The microbiome analyses revealed distinct, region-specific community structures consistent with previous findings in cattle and other species14,39. Core bacterial families were identified for each GIT region, representing abundant, prevalent taxa that are well-suited to thrive within the GIT of feedlot cattle and likely fulfill important functions in a specific gastrointestinal ecosystem50, with Lachnospiraceae emerging as the most consistently abundant group. When core taxa were analyzed collectively across all sites, nine families met stringent prevalence and abundance criteria, suggesting they may play essential roles in maintaining GIT homeostasis. The consistent presence of Lachnospiraceae, Ruminococcaceae, Christensenellaceae, and other taxa associated with SCFA metabolism support this hypothesis regarding microbial functional conservation across regions of the GIT in high-performing feedlot steers, which may have been influenced by high-energy feedlot diets that were likely fed to these cattle41,51. SCFAs are known to contribute to both local and systemic host physiology and tissue health. Additional taxa were as being core within specific sample types, reflecting how each anatomical site supports a unique microbial niche50,52.
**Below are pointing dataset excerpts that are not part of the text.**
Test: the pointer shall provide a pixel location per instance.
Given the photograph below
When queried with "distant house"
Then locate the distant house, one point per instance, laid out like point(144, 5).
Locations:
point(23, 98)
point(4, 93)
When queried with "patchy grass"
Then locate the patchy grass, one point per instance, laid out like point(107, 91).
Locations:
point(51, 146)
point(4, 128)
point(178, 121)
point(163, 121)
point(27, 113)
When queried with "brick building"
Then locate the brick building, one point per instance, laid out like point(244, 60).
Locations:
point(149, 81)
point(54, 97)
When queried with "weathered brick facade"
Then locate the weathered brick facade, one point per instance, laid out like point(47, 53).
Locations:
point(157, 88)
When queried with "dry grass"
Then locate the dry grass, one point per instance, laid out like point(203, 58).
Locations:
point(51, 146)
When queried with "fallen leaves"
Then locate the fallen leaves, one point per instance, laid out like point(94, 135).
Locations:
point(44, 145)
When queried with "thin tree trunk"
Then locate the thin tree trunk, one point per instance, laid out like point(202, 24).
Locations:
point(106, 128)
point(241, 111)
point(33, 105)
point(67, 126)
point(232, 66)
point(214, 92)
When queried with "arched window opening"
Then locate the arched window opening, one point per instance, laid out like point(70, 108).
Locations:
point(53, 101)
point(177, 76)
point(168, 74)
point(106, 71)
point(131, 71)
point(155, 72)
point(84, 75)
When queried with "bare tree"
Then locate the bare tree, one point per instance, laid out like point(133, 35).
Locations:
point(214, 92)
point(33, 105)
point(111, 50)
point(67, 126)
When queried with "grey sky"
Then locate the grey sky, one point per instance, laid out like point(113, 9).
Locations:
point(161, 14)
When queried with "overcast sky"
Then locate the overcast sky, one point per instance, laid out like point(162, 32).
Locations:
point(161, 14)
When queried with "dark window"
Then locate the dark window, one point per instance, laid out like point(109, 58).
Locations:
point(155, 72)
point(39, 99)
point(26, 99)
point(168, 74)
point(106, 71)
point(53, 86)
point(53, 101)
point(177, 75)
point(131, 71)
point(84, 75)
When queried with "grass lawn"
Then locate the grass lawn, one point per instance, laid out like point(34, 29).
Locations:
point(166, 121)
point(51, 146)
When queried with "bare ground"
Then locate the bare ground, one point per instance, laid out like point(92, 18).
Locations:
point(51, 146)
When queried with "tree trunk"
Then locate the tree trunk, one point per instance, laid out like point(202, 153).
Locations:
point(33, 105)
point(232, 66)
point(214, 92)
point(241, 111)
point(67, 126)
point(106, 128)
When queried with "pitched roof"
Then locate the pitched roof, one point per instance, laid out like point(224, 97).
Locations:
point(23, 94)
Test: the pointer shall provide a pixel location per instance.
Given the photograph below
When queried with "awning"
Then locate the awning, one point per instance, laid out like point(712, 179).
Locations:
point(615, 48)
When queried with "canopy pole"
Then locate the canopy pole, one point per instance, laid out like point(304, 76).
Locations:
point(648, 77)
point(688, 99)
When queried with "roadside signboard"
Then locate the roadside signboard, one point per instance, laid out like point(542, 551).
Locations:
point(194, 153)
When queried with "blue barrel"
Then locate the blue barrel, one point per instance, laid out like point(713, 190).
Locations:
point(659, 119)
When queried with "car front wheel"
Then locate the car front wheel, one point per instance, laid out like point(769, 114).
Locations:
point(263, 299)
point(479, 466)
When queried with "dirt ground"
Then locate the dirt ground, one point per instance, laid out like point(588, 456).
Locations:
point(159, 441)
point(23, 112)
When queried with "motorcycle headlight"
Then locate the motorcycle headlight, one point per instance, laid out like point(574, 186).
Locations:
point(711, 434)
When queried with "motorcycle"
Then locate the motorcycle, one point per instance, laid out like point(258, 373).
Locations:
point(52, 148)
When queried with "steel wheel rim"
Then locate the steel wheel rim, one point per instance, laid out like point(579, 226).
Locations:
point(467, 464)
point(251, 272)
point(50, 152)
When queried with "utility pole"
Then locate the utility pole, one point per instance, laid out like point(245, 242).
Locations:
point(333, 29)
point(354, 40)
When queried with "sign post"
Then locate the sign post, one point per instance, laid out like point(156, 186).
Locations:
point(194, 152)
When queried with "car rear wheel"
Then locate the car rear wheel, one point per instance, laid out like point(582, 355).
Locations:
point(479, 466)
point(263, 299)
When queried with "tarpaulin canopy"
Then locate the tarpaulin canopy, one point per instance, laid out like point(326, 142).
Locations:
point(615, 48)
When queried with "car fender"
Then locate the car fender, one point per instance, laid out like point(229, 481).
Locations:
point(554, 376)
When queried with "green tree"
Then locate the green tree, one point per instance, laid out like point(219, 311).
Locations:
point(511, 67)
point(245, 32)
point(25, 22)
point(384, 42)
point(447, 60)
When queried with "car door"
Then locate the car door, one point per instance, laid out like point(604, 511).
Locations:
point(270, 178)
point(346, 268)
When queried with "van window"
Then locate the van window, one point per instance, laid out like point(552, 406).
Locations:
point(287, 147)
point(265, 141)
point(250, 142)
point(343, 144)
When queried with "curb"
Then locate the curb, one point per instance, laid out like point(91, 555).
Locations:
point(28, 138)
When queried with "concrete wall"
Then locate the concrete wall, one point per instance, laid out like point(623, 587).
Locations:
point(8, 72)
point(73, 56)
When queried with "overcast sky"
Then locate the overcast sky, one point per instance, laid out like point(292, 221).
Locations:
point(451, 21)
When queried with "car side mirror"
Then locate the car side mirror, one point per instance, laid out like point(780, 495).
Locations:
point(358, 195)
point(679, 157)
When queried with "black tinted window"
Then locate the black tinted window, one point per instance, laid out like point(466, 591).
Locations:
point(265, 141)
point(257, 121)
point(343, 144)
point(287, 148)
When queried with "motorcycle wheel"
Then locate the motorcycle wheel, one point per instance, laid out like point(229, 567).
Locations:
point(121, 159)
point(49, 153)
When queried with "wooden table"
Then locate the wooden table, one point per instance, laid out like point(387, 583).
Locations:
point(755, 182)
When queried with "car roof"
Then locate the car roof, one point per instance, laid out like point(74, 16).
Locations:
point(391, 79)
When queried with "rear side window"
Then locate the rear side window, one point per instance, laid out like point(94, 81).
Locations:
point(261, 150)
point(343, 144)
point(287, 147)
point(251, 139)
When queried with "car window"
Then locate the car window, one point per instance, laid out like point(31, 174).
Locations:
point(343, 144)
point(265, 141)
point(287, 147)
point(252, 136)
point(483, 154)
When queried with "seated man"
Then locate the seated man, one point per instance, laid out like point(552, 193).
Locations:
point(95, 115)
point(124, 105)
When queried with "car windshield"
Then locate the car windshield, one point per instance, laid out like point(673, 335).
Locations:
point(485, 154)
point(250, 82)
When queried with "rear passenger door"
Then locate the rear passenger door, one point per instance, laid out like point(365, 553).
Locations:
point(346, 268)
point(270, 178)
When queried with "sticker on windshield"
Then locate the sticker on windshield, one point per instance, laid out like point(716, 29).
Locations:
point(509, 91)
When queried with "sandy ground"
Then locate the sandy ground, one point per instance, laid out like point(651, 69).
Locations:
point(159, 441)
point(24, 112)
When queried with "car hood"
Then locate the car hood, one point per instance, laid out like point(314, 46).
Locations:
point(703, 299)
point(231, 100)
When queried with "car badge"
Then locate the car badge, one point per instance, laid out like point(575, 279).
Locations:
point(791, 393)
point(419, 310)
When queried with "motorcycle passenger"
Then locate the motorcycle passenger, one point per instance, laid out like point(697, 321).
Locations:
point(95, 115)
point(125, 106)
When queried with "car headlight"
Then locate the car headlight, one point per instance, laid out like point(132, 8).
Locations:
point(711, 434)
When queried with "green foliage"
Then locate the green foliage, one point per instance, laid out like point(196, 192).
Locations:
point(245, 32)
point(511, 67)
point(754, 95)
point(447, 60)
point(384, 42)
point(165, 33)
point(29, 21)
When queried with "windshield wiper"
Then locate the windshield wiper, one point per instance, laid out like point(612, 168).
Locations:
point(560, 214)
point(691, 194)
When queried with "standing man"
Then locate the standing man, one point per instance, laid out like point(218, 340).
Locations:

The insight into the spatial expression of TJPs provided by IHC added further granularity to our understanding of TJPs in tissues, which was generally supported by RT-qPCR findings. Overall, TJPs were more abundant in the small and large intestines compared to the rumen, with the exception of OCLDN, which showed consistent expression across tissues. The absence of variation in OCLDN expression may indicate that while other TJPs adapt to local conditions, OCLDN fulfills a foundational role in epithelial integrity across the GIT. Differences in staining between epithelial and lamina propria (LP) regions were common and highlight the importance of evaluating distinct tissue layers. While computerized image analysis allows for high-throughput scoring, pathologist-assigned H-scores revealed regional disparities not fully captured by automated approaches. Bland–Altman plots demonstrated moderate agreement between methods and suggested that hybrid approaches—leveraging both expert evaluation and computational scoring—may offer the most robust assessment of tissue-specific protein expression32. Nonetheless, scoring algorithms likely need to separately quantify epithelial and LP regions, especially as these regions may exhibit different functional roles in barrier integrity and immune function.